The concert programme avoided the hackneyed. Even the Sibelius Lemminkainen pair were the first and last of the four tone poems. The first, which I last heard when Paavo Berglund, then very ill and having to be helped onto the stage, conducted it with languorous results in Brighton in 2005, was here notable for contrasting virtues: kinetic drive and precisely terraced dynamics. The latter was especially apparent at the start where the chafing and rocking violin figuration descanted with the chirping woodwind. While much is made of the Kalevala plotline and the work’s origins in a never-realised Kalevala opera, like all good programme music the storyline can be safely forgotten. The music sang, rippled, bristled and flowed in this composer’s best romantic-nationalist idiom. This was a shivering and foot-tapping reading which achieved a nice equipoise of control and delirium.
The Saariaho turned out in effect to be a flute concerto in what amounted to a slow-fast-slow pattern across two movements: Aérienne and Terrestre.
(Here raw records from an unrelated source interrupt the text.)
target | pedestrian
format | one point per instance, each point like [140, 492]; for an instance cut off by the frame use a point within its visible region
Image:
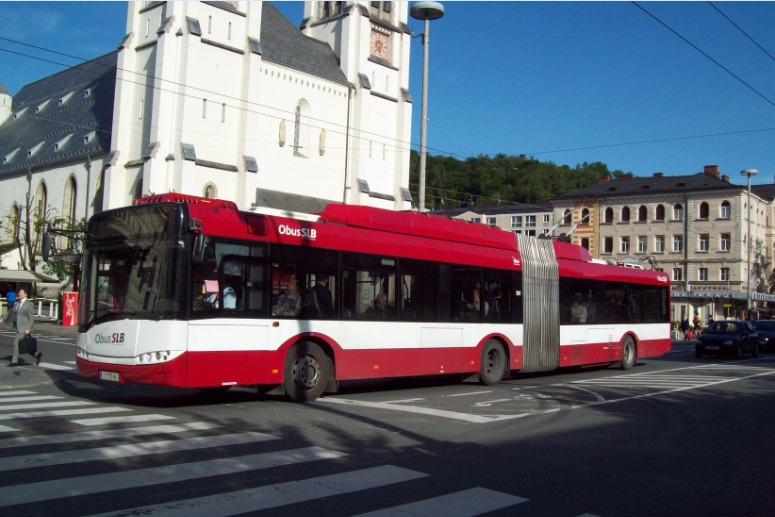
[22, 318]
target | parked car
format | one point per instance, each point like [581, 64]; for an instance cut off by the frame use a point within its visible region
[728, 336]
[766, 331]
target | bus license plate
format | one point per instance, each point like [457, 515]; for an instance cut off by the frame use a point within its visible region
[110, 376]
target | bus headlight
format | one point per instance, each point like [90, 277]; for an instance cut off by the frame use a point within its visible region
[154, 357]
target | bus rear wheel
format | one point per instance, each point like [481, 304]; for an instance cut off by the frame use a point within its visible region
[306, 372]
[629, 354]
[494, 363]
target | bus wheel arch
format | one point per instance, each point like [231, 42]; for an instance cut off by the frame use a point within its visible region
[494, 366]
[308, 371]
[629, 353]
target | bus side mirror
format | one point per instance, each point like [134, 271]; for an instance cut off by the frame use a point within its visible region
[48, 243]
[198, 253]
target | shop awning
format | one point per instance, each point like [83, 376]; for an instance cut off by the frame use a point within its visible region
[23, 276]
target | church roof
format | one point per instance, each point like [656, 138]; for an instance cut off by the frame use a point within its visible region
[283, 43]
[69, 115]
[63, 117]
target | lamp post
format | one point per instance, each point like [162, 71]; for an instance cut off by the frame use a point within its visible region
[425, 11]
[748, 173]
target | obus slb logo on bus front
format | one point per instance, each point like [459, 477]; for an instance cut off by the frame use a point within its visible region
[305, 233]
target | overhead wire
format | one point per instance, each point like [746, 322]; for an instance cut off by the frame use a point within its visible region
[698, 49]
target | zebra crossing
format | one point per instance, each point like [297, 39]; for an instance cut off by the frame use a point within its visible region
[123, 434]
It was given voice by the verse of French poet-diplomat, Saint-John Perse (1887-1975), hence the title, Aile du songe. Perse has inspired Saariaho before in Laconisme de l’aile (1981). She writes of Perse’s descriptions of bird-flight mingled with avian-mystical imagery. The brilliantly gifted Adam Walker, LSO principal since 2009, is a grateful soloist in both senses and in this fairly modern score he meets a composer “very familiar with the flute … [and who likes the sound] … in which breathing is ever present.” The orchestra is minus woodwind and brass but otherwise sports a very active yet delicate percussion section including xylophone and marimba (I think). The music has a dreamy jungle-sultry ambience that constantly brims and occasionally erupts yet never congeals. The solo flute part encompasses a wide vocabulary including words or fragments of words blown into the flute alongside slightly more conventional lyrical paragraphs. At one point one of the conductor’s lavish arm gestures hit the soloist’s music-stand and scattered score pages. The timpanist and principal cello without a fluster filled the gap around a sustained note for long seconds while Walker and Prieto gathered up the pages and placed them back in order. Those listening to the broadcast – except perhaps the composer – would never have known; true professionalism. The music has an oneiric spell comparable with Silvestrov’s Fifth Symphony though more diaphanous and with that of Escher’s Hymne du Grand Meaulnes.
If Saariaho has a predilection for Perse then Rautavaara’s 40 minute Seventh Symphony picks up on a subject which has from time to time preoccupied that composer, namely angels. Perhaps it is not all that deeply rooted on this occasion since the symphony began life as the Bloomington Symphony. In any event its four movements are very lyrical and contrast with the edgy Saariaho. Here the music is lyrical, long-breathed, efflorescent and fluent. If you have heard and warmed to the symphonies of Alla Pavlova then much of this will appeal and be recognisable. I was also reminded of Ned Rorem’s Lions and Pärt’s Cantus. It is no surprise that this Symphony can already boast several commercial recordings. The second movement with its muted brass introduction and riptide rush provides contrast with a predominance of extended, lucid and light-filled ‘sentences’. The finale continues in a related vein but with the trombones providing an ‘old school’ heroic flourish over the upwelling saturating lyricism. It was no wonder that Prieto, who conducted without baton for this, just after the last quiet notes had faded, looked over his shoulder at the audience as if to say: “Now what do you think of that?” It’s a while since I have heard this piece – and never live – but this must surely be one of the signature works of the last century and ultimately with the same enduring staying power as Rautavaara’s much earlier Cantus Arcticus.
This freshly programmed and executed concert ended with a Beecham showpiece which set the pulse racing even if, in this case, it was not quite as pell-mell as Beecham’s famous RPO recording. The orchestra and Prieto took us excitingly through Lemminkainen’s Return and the buzz was all the more telling given the razor-sharp clarity of the playing.